Das Brot haben wir längst aufgegessen, auch der Wein ist alle. Ich hole Bier vom Bierwagen, den der Veranstalter schlauerweise außerhalb des Konzertgeländes aufbauen ließ. Erdbeeren und Bier, das geht wohl. Aus den Augenwinkeln sehe ich, dass unser Axl-Freund sein iPhone in unsere Richtung hält. „Nein, du nicht“, ruft er breit grinsend, als er meinen Blick sieht. Er fotografiert über uns hinweg die Gruftigruppe. Axl und ich kommentieren ab und zu kryptisch, aber laut und deutlich unsere Sicht auf die Dinge um uns herum und grinsen uns einen.

Die Sportgrillerin hat jetzt Platz auf ihrem Klappthron genommen, Chevy Chase steht hinter ihr und hält nervös eine Hand auf ihrer Schulter. Die Queen quatscht mit ihren beiden erniedrigten Freundinnen und ignoriert demonstrativ, dass Chevy längst weg will, obwohl die Musik noch läuft. Schon lange hat er die Ausrüstung in seinem Fahrradanhänger verstaut. Bei den Gruftis und den Ü50ern ist Halligalli, auch ihnen ist die Musik egal. Das Teeniepaar kuschelt, unsere Axl-Verbündeten umschlingen sich vergnügt. Ich will weiteres Bier holen, doch behaupten die Mädels vom Bierwagen, Fassbier sei alle, ich könnte Hefeweizen oder Radler aus Flaschen bekommen. Das klingt nicht gut, also hole ich zwei Flaschenbiere, die leider nicht Astra sind, aus dem Kiosk am anderen Ende der Rasenfläche, der einladend im Parkdunkel – es wird Nacht in Hamburg – vor sich hin leuchtet.
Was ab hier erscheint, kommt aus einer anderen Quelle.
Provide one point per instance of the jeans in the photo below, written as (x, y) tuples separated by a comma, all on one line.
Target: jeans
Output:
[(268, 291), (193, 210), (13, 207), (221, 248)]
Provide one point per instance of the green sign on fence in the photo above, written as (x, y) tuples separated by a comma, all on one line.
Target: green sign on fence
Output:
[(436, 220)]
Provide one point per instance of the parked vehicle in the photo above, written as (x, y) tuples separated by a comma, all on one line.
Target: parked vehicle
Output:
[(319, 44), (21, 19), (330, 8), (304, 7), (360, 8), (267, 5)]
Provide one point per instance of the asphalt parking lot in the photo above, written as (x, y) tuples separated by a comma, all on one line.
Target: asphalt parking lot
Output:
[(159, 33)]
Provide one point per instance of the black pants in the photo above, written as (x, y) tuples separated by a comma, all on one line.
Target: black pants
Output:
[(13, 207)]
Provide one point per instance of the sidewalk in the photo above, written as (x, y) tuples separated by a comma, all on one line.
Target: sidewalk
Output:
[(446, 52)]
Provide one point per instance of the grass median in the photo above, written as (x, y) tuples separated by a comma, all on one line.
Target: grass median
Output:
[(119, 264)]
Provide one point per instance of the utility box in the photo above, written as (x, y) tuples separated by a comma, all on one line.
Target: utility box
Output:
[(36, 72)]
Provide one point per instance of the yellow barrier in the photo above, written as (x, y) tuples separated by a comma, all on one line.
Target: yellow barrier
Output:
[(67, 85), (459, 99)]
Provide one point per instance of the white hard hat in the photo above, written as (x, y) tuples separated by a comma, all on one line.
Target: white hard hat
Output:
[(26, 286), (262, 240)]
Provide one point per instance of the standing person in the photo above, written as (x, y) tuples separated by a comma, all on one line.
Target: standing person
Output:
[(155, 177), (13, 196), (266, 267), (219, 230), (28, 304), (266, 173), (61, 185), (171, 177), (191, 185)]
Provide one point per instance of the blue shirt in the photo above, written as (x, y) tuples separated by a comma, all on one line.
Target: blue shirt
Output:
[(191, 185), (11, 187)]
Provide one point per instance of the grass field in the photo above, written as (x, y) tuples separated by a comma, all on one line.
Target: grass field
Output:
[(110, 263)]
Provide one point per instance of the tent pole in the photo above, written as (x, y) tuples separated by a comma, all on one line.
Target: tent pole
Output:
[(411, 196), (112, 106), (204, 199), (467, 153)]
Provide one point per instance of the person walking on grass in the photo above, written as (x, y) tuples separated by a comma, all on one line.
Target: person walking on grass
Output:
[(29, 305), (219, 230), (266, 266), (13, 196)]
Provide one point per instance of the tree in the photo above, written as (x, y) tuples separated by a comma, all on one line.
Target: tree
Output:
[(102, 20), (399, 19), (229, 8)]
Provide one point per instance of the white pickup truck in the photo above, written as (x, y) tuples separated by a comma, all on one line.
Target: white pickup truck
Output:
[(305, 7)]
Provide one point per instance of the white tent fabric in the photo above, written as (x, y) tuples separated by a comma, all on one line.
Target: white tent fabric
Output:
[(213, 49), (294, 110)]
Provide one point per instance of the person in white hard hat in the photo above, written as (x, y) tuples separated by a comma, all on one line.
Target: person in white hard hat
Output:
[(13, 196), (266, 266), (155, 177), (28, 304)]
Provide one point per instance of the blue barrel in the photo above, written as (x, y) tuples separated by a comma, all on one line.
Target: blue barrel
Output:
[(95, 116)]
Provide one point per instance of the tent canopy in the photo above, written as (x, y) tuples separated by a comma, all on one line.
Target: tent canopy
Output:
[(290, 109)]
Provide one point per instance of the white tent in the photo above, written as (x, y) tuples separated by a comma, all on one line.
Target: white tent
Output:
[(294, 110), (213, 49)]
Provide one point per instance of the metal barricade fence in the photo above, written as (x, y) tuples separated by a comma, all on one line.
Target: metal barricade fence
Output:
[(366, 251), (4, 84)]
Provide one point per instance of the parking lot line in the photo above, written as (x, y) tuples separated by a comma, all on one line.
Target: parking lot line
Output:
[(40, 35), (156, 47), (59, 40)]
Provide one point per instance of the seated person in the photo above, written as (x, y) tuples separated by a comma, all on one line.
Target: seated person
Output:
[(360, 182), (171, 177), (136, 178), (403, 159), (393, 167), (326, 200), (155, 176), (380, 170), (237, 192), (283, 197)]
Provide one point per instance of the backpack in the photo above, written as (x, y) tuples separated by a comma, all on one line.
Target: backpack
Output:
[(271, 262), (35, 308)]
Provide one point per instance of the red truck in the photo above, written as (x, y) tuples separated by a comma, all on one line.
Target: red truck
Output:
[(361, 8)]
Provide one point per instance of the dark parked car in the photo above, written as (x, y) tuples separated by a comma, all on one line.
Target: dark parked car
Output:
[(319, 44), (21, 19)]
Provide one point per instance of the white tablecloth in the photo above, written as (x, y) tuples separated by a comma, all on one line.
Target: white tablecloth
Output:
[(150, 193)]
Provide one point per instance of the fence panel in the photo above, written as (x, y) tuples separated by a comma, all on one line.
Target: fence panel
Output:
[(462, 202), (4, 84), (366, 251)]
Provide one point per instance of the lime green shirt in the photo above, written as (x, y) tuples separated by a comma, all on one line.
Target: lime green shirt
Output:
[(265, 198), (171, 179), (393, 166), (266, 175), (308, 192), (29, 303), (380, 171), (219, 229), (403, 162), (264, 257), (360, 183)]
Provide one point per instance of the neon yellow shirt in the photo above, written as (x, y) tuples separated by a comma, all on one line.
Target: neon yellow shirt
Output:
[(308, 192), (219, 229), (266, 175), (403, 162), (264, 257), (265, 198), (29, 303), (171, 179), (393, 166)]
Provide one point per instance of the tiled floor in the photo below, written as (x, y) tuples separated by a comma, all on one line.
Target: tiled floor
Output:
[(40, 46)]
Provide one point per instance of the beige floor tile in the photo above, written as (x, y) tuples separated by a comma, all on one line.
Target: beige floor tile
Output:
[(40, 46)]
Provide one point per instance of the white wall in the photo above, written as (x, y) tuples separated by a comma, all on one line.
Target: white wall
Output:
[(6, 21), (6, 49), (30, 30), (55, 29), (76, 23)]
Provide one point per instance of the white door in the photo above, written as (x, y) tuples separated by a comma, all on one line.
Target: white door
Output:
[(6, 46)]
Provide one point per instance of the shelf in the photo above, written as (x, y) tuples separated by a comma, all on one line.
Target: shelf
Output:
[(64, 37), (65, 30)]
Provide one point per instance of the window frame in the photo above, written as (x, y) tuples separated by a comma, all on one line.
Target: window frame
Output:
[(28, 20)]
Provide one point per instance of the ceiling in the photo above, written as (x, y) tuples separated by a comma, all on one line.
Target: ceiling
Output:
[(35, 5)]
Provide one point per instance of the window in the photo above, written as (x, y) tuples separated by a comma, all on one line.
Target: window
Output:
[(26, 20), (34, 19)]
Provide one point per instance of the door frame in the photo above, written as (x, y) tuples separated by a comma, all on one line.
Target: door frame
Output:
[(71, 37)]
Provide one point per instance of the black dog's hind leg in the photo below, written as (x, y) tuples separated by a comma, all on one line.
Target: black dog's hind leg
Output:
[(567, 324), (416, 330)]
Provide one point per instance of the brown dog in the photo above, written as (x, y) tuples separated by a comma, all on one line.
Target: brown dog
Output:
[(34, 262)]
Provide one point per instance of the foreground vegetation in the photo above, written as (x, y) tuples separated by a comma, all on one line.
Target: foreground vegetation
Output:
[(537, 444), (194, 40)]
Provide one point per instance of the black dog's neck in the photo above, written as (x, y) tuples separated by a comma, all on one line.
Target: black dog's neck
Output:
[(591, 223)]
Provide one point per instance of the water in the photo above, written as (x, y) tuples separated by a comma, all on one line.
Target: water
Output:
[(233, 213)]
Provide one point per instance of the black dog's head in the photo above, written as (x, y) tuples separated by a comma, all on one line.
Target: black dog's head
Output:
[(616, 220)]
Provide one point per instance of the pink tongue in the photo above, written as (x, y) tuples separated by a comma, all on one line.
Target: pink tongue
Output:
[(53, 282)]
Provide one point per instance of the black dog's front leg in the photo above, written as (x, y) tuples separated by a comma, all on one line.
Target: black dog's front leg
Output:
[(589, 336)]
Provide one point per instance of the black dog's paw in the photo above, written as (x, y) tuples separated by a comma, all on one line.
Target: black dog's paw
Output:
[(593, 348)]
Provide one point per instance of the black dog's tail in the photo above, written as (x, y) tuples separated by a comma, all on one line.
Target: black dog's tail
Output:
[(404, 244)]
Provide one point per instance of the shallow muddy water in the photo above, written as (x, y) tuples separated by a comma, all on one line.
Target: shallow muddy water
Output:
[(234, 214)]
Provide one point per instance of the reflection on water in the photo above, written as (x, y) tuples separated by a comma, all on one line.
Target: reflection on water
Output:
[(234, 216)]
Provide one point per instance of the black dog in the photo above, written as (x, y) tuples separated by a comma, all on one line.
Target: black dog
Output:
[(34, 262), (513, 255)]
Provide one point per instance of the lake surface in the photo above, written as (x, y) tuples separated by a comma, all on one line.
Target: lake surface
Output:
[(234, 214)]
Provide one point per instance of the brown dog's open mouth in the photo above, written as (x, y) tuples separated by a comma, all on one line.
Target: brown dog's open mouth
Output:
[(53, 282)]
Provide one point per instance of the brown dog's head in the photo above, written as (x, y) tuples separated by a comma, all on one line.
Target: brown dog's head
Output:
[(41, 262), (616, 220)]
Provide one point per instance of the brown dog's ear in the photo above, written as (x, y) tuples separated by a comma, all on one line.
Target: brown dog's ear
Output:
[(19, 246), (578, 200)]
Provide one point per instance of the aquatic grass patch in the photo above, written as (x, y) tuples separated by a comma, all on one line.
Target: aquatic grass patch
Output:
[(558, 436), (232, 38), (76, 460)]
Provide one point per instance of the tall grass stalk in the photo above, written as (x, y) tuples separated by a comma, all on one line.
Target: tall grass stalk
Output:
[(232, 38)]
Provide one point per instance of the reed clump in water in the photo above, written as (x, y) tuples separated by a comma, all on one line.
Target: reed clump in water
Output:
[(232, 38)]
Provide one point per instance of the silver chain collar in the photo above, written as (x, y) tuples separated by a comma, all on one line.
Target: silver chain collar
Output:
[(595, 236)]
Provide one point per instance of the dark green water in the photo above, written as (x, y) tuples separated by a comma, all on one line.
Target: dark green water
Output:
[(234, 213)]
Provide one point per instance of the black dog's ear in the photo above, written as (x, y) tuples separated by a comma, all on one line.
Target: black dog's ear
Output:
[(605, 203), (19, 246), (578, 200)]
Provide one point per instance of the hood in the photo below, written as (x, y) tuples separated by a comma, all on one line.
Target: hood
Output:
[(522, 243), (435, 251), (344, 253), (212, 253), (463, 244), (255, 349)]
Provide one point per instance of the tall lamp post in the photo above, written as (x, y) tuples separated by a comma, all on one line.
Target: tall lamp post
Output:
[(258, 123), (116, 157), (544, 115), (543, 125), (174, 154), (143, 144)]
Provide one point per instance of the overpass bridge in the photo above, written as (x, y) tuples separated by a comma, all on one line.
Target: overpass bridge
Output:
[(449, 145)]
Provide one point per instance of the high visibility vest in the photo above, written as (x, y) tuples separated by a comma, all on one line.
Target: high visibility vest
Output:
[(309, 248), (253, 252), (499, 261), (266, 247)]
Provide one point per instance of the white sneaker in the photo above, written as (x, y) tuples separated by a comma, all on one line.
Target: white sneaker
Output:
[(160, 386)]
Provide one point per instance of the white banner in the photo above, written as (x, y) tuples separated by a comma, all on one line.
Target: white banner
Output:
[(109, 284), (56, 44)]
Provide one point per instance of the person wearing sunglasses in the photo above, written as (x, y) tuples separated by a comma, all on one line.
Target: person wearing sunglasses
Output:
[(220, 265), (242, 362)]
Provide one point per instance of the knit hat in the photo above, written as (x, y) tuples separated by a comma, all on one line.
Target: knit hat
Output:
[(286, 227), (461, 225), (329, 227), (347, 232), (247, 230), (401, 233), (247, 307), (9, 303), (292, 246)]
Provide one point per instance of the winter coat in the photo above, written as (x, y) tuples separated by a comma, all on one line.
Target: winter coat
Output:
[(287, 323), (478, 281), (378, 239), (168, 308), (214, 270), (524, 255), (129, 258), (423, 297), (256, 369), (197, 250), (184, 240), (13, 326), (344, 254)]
Da ist dann das Konzert auch vorbei. Um uns strömen schweigende Massen herum, unsere Nachbarn sammeln sich zum Aufbruch und brechen auch auf, die Sportgriller sind so schnell weg, wie sie gekommen waren. Das Axl-Paar und wir sind die letzten, die den ersten Regentropfen standhalten; wir verabschieden uns herzlich. Regen, ist doch egal, ist sogar schön nach so einem heißen Tag, wir haben es nicht weit, hatten ein schmackhaftes Picknick, sympathische Livemusik, definitiv viel Spaß und immer noch keine Eile. „Rakim“ bleibt im Ohr als Soundtrack zu dem vierstündigen Platzregengewitter, das wir danach vom Balkon aus betrachten. Das ist mal Lightshow, die Blitze flashen uns.